Culture/Livres

Ronit Matalon "Devenir écrivain est une sorte de destin"

Mardi 1 décembre 2015 par Hannah E.
Publié dans Regards n°831

L’écrivaine israélienne Ronit Matalon imagine un roman initiatique et photographique en Afrique. Un chemin imprévu autour des Juifs égyptiens.

Ce roman ressemble à un album de famille, ponctué de photographies. Qu’est-ce qui vous intéresse dans l’histoire qu’il y a derrière celles-ci ?

Ronit Matalon J’aime imaginer un dialogue entre le texte et les photos, mais elles ne proviennent pas toutes de ma famille. Ainsi, j’ai conçu un jeu entre fiction et non-fiction. Une photo renferme plein de possibilités narratives. L’idée étant d’introduire le passé dans le présent. Cela favorise une distance entre les yeux et l’âme. La famille représente le lieu qu’on connaît le mieux. Complexe, elle symbolise une entité politique, sociologique et culturelle, orientant notre façon de voir le monde. La mienne se compose de raconteurs d’histoires. Déchirée, elle m’a façonnée, malgré la dysharmonie. Seule l’écriture m’a permis de m’intégrer à la vie.

« C’est le père, pas le papa, un archétype, le portrait absolu ». A la fois absent, mais omniprésent, pourquoi frôle-t-il le tabou ?

RM Il incarne l’élément manquant, celui sur lequel se fonde l’héroïne, Esther. Il n’y a que dans l’espace vide de l’écriture qu’elle puisse s’exprimer sur lui. Peut-être est-ce un tabou qu’elle veut approcher. Il faut cacher des choses pour faire avancer une famille. Son prix est lié au secret, à cet équilibre tenu entre la parole et le silence, le visible et l’invisible. Nos coins cachés font de nous des individus.
On doit renoncer à certains rêves pour grandir. J’aime explorer la frontière entre l’adolescente et la femme. Comment trouver sa place ? Celle d’Esther se situe dans l’écriture.

Si « l’être humain n’a pas besoin de racines, mais d’une maison », l’écriture en est-elle une pour vous ?

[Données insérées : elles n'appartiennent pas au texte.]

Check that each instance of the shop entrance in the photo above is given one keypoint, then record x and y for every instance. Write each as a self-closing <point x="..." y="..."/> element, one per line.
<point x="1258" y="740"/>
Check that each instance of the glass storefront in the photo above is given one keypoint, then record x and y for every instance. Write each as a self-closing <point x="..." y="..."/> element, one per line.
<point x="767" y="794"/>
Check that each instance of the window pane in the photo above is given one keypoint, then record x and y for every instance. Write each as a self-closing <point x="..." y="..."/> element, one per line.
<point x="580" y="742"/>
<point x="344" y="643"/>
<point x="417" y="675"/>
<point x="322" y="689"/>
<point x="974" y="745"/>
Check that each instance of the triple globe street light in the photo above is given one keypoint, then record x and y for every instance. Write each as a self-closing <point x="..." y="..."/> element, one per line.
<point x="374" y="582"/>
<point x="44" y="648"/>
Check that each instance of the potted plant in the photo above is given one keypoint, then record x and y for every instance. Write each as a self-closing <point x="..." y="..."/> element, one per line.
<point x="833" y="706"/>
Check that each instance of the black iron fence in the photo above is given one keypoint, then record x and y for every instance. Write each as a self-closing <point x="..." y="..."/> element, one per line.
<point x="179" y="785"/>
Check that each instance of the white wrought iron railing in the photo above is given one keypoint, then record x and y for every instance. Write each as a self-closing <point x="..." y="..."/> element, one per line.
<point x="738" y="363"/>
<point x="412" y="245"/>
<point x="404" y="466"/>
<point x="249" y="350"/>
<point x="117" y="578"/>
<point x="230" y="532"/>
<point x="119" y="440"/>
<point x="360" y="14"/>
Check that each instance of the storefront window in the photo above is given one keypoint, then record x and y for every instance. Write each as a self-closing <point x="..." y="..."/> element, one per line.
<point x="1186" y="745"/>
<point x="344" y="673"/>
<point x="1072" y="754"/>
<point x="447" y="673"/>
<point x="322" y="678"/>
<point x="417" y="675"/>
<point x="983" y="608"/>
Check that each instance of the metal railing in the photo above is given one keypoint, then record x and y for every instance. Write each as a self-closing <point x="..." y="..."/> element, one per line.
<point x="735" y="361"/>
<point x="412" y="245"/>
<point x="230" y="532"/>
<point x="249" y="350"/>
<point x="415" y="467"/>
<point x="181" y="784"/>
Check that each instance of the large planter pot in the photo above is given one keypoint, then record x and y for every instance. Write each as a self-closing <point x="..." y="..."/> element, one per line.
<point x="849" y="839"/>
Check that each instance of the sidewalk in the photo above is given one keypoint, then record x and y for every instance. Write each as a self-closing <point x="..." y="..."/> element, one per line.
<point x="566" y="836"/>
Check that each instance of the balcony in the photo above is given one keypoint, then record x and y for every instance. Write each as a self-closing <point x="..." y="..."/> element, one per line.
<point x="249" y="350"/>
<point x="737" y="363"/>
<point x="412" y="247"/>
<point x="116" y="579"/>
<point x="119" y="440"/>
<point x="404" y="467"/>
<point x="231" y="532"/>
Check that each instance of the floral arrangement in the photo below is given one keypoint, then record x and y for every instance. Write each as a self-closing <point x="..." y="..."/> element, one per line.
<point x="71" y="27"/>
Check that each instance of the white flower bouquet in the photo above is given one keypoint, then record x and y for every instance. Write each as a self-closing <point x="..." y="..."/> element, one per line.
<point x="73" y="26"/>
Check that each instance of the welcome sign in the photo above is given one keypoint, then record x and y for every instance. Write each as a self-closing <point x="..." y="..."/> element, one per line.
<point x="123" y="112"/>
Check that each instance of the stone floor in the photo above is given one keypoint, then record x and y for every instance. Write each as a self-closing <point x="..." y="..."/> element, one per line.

RM Ce roman initiatique suit une auteure en formation. Devenir écrivain représente un cheminement, une façon de percevoir l’existence. L’écriture est une sorte de maison, or les racines familiales ne m’intéressent pas, tant elles s’avèrent mouvantes. A l’instar des Juifs égyptiens (dont sont issues l’héroïne et la romancière) qui ont tout abandonné sans nostalgie. Ils sont plus en lien avec le présent qu’avec le passé, qui ne doit pas être idéalisé. Le besoin de maison correspond à une idée politique, en Israël. Or c’est dangereux de retourner aux racines juives, quel qu’en soit le prix. Inspiré du peuple errant, ce roman nous rappelle qu’on crée notre histoire.

 Quelle est justement l'histoire des Juifs égyptiens, venus vivre en Afrique au siècle dernier ? 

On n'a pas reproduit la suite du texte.